The VDO layer is placed on top of an existing block storage device, such as a RAID device or a local disk. Those block devices can also be encrypted devices. The storage layers, such as LVM logical volumes and file systems, are placed on top of a VDO device. The following diagram shows the placement of VDO in an infrastructure consisting of KVM virtual machines that are using optimized storage devices.

VDO-based virtual machines RHEL 8

VDO applies three phases to data in the following order to reduce the footprint on storage devices:

  1. Zero-Block Elimination filters out data blocks that contain only zeroes (0) and records the information of those blocks only in the metadata. The nonzero data blocks are then passed to the next phase of processing. This phase enables the thin provisioning feature in the VDO devices.
  2. Deduplication eliminates redundant data blocks. When you create multiple copies of the same data, VDO detects the duplicate data blocks and updates the metadata to use those duplicate blocks as references to the original data block without creating redundant data blocks. The universal deduplication service (UDS) kernel module checks the redundancy of the data through the metadata it maintains. This kernel module ships as part of the VDO.
  3. Compression is the last phase. The kvdo kernel module compresses the data blocks using LZ4 compression and groups them into 4 KB blocks.

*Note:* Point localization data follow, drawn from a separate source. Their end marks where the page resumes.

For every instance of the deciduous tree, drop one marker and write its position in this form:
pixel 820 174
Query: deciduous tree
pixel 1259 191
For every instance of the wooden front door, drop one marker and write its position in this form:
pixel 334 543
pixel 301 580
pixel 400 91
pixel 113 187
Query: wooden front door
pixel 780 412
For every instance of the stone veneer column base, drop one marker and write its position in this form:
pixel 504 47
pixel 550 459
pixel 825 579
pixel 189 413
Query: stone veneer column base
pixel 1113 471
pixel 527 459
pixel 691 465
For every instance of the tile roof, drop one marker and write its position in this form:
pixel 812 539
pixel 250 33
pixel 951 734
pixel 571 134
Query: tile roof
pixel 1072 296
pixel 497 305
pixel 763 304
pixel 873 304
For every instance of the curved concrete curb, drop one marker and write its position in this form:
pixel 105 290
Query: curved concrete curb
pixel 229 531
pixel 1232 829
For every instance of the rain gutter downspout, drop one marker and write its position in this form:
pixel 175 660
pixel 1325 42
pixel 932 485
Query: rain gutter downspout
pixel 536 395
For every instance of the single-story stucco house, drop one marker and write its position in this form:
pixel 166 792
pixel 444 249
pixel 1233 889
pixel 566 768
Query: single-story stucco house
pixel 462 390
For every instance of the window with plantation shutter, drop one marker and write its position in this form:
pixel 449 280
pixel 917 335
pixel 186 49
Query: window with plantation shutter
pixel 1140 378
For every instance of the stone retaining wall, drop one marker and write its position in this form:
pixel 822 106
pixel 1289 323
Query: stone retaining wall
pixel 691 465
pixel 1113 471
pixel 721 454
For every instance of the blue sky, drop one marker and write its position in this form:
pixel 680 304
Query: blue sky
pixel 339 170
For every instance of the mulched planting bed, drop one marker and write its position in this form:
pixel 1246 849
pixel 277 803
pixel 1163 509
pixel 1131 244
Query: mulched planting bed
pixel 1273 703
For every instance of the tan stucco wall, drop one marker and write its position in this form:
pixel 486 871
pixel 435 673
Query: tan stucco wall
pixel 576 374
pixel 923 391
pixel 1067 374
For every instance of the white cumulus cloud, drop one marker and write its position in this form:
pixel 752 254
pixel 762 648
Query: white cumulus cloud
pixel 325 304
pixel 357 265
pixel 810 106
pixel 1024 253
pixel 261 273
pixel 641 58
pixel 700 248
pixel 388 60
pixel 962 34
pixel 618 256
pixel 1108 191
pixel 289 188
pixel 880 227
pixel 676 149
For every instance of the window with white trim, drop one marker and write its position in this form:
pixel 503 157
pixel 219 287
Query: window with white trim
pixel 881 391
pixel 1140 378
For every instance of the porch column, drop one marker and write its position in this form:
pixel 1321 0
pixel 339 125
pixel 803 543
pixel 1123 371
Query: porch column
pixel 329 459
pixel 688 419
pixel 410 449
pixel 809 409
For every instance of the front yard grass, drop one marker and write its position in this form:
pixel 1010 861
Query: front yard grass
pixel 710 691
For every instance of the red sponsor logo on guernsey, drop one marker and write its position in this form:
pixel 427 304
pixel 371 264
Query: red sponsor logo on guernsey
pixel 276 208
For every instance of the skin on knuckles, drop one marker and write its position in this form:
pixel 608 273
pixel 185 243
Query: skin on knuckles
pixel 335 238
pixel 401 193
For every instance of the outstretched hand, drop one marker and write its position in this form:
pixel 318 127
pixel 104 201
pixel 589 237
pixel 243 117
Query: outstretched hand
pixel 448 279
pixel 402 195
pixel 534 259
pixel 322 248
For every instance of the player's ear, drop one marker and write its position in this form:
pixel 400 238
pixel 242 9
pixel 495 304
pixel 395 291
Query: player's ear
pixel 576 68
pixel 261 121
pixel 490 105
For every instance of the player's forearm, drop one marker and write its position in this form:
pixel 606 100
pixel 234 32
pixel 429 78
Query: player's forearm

Implementing Virtual Data Optimizer

The logical devices that you create using VDO are called VDO volumes. VDO volumes are similar to disk partitions; you can format the volumes with the desired file-system type and mount it like a regular file system. You can also use a VDO volume as an LVM physical volume. To create a VDO volume, specify a block device and the name of the logical device that VDO presents to the user. You can optionally specify the logical size of the VDO volume. The logical size of the VDO volume can be more than the physical size of the actual block device.

Because the VDO volumes are thinly provisioned, users can only see the logical space in use and are unaware of the actual physical space available. If you do not specify the logical size while creating the volume, VDO assumes the actual physical size as the logical size of the volume. This 1:1 ratio of mapping logical size to physical size gives better performance but provides less efficient use of storage space. Based on your infrastructure requirements, you should prioritize either performance or space efficiency.

When the logical size of a VDO volume is more than the actual physical size, you should proactively monitor the volume statistics to view the actual usage using the vdostats –verbose command.

Enabling VDO

Install the vdo and kmod-kvdo packages to enable VDO in the system.

[root@host ~]# yum install vdo kmod-kvdo
...output omitted...
Is this ok [y/N]: y
...output omitted...
Complete!

Creating a VDO Volume

To create a VDO volume, run the vdo create command.

[root@host ~]# vdo create --name=vdo1 --device=/dev/vdd --vdoLogicalSize=50G
...output omitted...

If you omit the logical size, the resulting VDO volume gets the same size as its physical device. When the VDO volume is in place, you can format it with the file-system type of your choice and mount it under the file-system hierarchy on your system.

Analyzing a VDO Volume

To analyze a VDO volume, run the vdo status command. This command displays a report on the VDO system, and the status of the VDO volume in YAML format. It also displays attributes of the VDO volume. Use the –name= option to specify the name of a particular volume. If you omit the name of the specific volume, the output of the vdo status command displays the status of all the VDO volumes.

[root@host ~]# vdo status --name=vdo1
...output omitted...

The vdo list command displays the list of VDO volumes that are currently started. You can start and stop a VDO volume using the vdo start and vdo stop commands, respectively.